Regional and county officials debate whether a younger bear can win a mating contest with the acknowledged master. Pyros is about 27 years old, and it is unusual for brown bears older than 30 to survive in the wild, said Santiago Palazón, a wildlife specialist for Catalonia’s regional government. “He’s been hanging on and hanging on and hanging on,” said Mr. Palazón. “But he’s reached the point of dying.”

Other Pyros watchers say the new bear’s sponsors may be underestimating their tall, dark and hairy hero. “He’s superman…a myth,” said Carlos Barrera, the head of the government in Val d’Aran, the heart of Pyros’s turf.

For the greater good of the bear community, the only sure solutions are either “killing [Pyros], sterilizing him or returning him to Slovenia,” said Mr. Afonso.

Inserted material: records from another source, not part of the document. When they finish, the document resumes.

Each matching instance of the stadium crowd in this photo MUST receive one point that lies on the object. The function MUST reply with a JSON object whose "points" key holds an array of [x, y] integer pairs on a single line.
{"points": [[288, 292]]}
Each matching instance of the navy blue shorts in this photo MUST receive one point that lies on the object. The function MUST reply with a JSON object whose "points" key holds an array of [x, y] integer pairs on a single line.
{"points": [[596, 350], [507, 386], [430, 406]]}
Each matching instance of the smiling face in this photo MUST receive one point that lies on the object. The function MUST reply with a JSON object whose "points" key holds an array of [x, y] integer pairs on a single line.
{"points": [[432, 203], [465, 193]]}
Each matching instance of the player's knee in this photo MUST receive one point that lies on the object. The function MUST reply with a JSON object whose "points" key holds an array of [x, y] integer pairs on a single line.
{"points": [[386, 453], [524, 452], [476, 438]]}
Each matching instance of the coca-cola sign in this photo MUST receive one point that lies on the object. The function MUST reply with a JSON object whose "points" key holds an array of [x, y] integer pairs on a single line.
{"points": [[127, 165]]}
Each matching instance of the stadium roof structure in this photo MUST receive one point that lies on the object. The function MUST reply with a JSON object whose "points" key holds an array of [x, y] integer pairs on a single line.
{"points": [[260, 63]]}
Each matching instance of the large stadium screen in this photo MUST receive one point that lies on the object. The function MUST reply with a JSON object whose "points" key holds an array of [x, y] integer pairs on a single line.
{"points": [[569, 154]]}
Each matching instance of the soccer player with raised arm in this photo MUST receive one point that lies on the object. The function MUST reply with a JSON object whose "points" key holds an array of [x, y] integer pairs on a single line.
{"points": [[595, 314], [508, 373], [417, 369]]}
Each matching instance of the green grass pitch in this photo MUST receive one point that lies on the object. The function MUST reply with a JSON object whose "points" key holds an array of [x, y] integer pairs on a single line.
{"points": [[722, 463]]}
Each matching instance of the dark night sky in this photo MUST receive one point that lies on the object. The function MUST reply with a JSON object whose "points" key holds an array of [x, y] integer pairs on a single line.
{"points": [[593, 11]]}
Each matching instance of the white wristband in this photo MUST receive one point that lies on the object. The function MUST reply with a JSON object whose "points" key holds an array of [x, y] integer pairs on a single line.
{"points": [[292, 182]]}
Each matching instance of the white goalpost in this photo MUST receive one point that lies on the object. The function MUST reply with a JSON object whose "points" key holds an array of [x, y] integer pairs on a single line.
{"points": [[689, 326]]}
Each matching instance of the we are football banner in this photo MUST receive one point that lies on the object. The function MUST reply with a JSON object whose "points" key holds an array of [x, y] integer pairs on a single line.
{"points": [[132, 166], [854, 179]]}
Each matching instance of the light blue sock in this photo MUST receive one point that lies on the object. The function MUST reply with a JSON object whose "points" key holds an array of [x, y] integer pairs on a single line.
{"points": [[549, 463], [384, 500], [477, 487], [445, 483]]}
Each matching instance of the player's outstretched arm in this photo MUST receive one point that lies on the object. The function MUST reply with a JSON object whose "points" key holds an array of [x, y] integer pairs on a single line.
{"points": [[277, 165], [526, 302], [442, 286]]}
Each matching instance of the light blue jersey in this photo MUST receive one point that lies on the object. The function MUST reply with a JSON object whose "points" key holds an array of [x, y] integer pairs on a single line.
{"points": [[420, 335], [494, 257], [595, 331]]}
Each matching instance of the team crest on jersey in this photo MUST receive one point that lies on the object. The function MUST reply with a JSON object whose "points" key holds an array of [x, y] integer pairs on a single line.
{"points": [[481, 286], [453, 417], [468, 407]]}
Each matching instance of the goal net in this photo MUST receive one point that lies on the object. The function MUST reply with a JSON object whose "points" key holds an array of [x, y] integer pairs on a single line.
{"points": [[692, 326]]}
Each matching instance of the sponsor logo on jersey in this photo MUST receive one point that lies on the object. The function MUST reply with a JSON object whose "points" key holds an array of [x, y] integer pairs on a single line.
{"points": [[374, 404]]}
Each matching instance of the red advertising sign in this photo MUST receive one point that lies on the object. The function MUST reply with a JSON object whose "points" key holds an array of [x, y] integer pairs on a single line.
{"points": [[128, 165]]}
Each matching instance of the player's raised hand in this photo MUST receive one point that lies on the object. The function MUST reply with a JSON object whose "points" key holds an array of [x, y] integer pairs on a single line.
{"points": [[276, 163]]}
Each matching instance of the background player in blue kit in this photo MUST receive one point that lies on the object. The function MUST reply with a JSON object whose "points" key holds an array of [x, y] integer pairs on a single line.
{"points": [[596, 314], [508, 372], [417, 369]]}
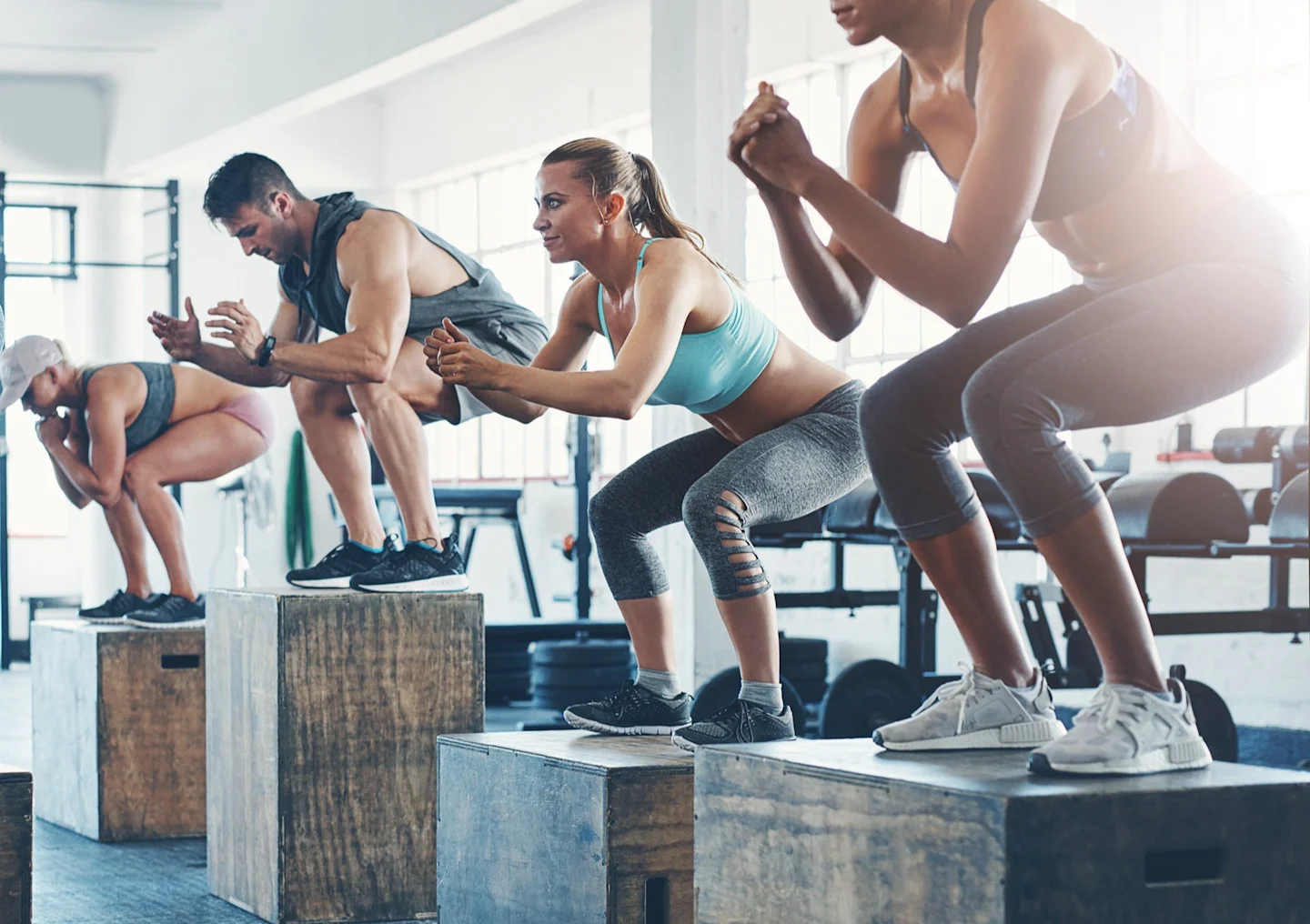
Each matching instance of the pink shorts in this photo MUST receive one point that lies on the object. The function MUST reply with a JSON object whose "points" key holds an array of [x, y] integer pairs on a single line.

Thanks to his virility, Pyros may be the only bear anywhere with his own groupies. Spanish Pyros fans started a Twitter account under his name identifying him as the “father of all the bears.” French public television dubbed him “the stud of the Pyrenees” and a French newspaper likened him to Casanova.

A couple of years ago, Pyrenean officials did broach the idea of castrating Pyros. That trial balloon attracted media interest beyond scientific journals. “Randy bear faces the snip,” blared the headline in the U.K tabloid, Metro.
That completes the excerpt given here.